High numerical aperture (NA) metalenses with large focusing efficiency are crucial for various applications in modern optics and photonics, particularly in high resolution imaging, high directivity lasing process and so on. Recent progresses have been achieved in designing high NA metalenses which can surpass conventional ones but mainly in the visible and infrared regimes by using all-dielectric metasurfaces. Here, multilayer phase gradient metallic metasurfaces sandwiched by filling dielectrics are employed to design high NA and large efficiency metalenses in the low spectrums. Benefiting from its high transmission amplitude and the full phase control to the incident waves of the proposed gradient meta-atoms with a double split ring resonator, the designed ultra-thin and small footprint four-layer metalens (5λ × 5λ × 0.23λ, λ is wavelength) demonstrates a high NA in the order of 0.8 and the large focusing efficiency around 40% according to the full-wave simulations and experimental measurements.

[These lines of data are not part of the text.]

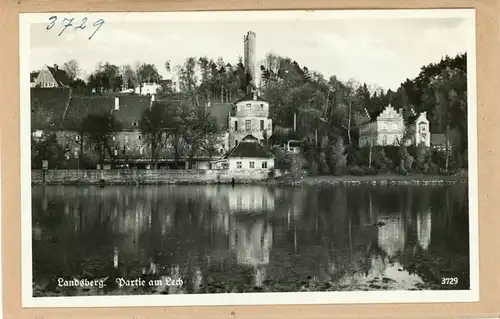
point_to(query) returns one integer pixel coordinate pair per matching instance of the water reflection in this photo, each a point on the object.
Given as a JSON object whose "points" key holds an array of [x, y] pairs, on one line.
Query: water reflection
{"points": [[259, 238]]}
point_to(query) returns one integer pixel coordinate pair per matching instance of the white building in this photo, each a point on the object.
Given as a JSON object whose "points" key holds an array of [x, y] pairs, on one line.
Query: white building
{"points": [[248, 156], [251, 117], [389, 127]]}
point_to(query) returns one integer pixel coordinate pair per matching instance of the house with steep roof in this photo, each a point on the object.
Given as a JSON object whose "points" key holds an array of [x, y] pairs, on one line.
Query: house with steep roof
{"points": [[50, 77], [249, 155], [251, 116], [389, 127]]}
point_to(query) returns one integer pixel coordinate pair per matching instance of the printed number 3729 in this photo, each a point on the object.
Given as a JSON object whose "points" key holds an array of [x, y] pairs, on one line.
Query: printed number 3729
{"points": [[449, 281]]}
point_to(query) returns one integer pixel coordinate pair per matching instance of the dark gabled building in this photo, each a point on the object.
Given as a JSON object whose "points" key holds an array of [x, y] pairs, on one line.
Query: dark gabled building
{"points": [[50, 77]]}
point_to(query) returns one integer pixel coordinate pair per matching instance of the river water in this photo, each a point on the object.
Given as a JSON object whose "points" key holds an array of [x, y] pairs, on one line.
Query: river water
{"points": [[250, 238]]}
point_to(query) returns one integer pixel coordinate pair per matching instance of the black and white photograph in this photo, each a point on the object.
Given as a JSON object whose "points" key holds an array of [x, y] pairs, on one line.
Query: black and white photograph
{"points": [[248, 158]]}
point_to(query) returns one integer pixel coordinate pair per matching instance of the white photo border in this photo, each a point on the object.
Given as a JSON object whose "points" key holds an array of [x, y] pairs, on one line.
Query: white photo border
{"points": [[428, 296]]}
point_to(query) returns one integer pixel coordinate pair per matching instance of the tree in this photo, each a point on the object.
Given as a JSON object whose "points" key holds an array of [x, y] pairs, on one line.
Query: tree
{"points": [[154, 126], [337, 160], [449, 90], [72, 69], [148, 73], [129, 76], [201, 133], [106, 78], [99, 129]]}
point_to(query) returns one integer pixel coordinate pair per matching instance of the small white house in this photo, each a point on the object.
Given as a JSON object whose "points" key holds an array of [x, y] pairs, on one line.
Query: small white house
{"points": [[247, 156], [147, 88]]}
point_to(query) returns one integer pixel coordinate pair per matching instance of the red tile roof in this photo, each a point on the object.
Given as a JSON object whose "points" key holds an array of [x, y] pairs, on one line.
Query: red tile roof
{"points": [[249, 149], [60, 76], [48, 106]]}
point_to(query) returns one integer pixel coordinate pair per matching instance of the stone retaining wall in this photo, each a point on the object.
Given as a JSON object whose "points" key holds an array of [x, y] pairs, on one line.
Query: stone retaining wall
{"points": [[133, 176]]}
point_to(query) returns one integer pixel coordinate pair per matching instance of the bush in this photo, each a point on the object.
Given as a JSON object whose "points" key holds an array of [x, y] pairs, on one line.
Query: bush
{"points": [[336, 158], [406, 160]]}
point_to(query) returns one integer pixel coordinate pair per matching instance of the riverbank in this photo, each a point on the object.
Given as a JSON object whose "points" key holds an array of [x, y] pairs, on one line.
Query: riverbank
{"points": [[385, 179], [172, 177]]}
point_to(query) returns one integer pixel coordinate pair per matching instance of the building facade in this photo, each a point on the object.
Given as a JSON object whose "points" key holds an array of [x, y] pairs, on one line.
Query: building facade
{"points": [[249, 155], [251, 117], [391, 126], [50, 77]]}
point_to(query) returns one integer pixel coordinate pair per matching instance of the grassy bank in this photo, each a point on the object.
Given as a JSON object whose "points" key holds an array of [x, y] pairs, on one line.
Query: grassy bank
{"points": [[202, 178], [385, 179]]}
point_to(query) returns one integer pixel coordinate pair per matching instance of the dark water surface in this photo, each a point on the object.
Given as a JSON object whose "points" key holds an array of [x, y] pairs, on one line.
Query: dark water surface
{"points": [[250, 238]]}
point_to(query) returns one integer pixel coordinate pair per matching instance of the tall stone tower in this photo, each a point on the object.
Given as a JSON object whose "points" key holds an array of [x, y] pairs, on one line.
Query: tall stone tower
{"points": [[249, 58]]}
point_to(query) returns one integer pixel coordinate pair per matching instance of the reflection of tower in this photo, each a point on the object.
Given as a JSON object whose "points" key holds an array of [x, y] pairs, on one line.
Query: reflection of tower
{"points": [[424, 228], [249, 58], [391, 237], [252, 242]]}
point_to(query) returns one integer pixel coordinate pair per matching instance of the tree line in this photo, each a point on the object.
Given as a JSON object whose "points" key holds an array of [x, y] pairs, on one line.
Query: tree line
{"points": [[325, 114]]}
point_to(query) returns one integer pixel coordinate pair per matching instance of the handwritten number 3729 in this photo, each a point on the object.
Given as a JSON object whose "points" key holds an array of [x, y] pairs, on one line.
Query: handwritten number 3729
{"points": [[80, 25]]}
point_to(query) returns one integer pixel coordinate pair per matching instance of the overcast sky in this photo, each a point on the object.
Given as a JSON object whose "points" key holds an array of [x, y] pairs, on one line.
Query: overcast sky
{"points": [[381, 52]]}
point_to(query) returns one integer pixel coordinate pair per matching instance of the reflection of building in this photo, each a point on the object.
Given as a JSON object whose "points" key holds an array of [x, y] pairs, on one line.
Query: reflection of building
{"points": [[147, 88], [252, 242], [391, 236], [50, 77], [251, 199], [389, 127], [424, 228]]}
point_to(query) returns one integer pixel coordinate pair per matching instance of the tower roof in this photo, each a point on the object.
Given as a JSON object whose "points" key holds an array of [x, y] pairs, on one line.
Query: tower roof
{"points": [[251, 97]]}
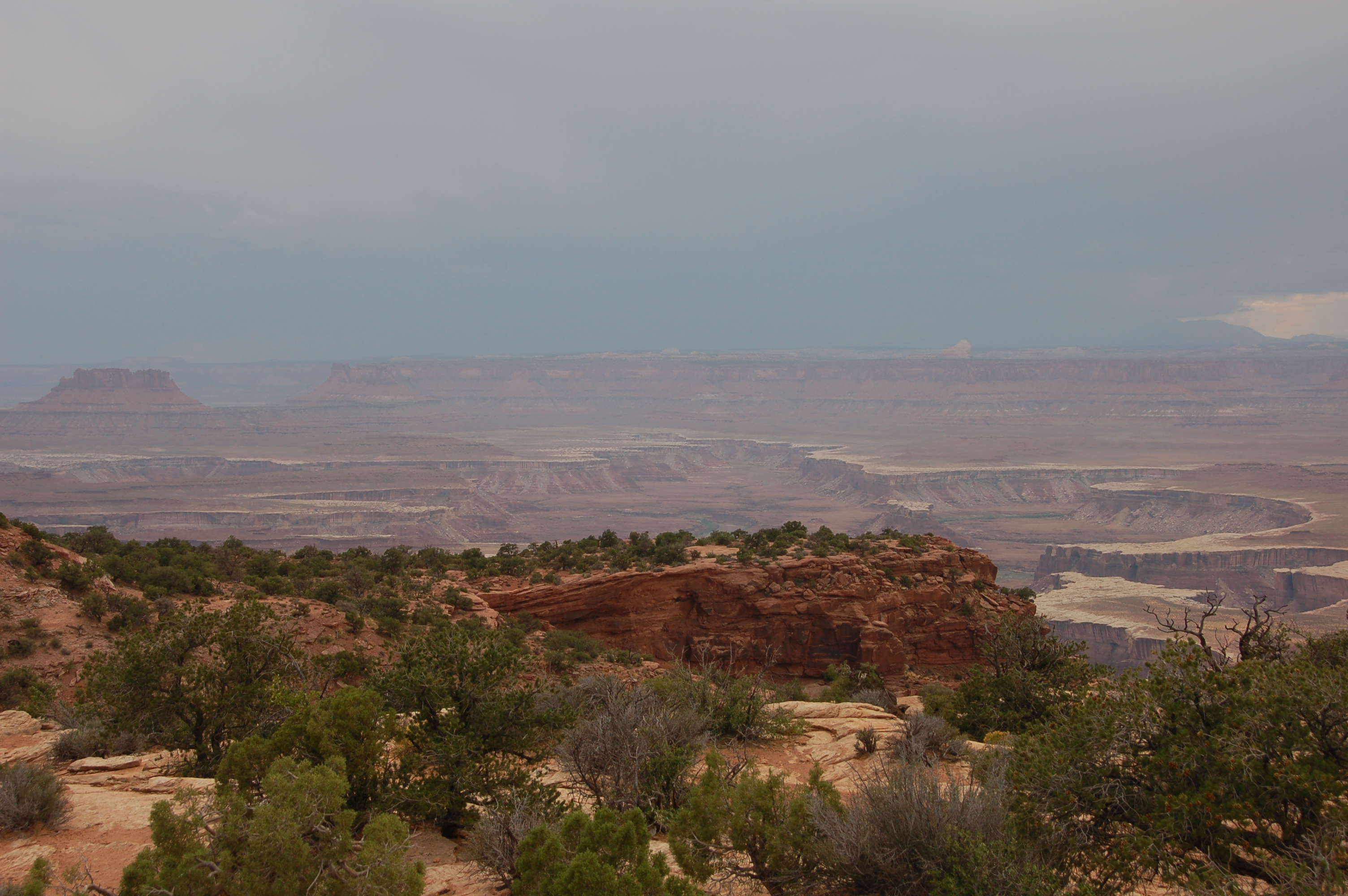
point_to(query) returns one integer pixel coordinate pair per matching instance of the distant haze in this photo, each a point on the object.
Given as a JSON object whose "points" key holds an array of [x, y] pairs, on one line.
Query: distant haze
{"points": [[247, 181]]}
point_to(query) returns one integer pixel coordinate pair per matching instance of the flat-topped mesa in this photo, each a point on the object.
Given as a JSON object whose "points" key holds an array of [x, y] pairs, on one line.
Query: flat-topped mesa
{"points": [[117, 391], [364, 383], [800, 615]]}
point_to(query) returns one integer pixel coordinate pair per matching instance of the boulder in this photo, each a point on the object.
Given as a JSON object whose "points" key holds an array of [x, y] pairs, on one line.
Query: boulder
{"points": [[103, 764], [170, 784]]}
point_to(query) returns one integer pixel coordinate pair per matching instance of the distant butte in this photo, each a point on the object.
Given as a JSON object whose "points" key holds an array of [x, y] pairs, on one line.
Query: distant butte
{"points": [[372, 383], [117, 391]]}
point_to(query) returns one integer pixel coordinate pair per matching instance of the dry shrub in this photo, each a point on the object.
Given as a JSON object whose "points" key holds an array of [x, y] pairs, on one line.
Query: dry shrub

Furthermore, the influences of the dielectric thickness and the layer number of stacked meta-atoms on the presented high NA metalens are investigated. The results reveal that the NA of proposed metalens can be surprisingly further improved from 0.8 to 0.9 by increasing dielectric thickness and/or the focusing efficiency can be enhanced to above 50% by adding the layer number of the stacked meta-atoms. These findings also imply that our high NA metalens in low spectrum can be compatible to the standard printed circuit board fabrication and also posses of good robustness to the metasurface layer number. The presented work provides new vistas to develop high NA and large efficiency metalens in low microwave or Terahertz (THz) spectrum, where the metallic metasurfaces are commonly used. Besides, it can benefit to the development of various novel metadevices such as miniaturized high-gain lens antenna, compact cloaks and many others in modern microwave engineering and/or THz optics.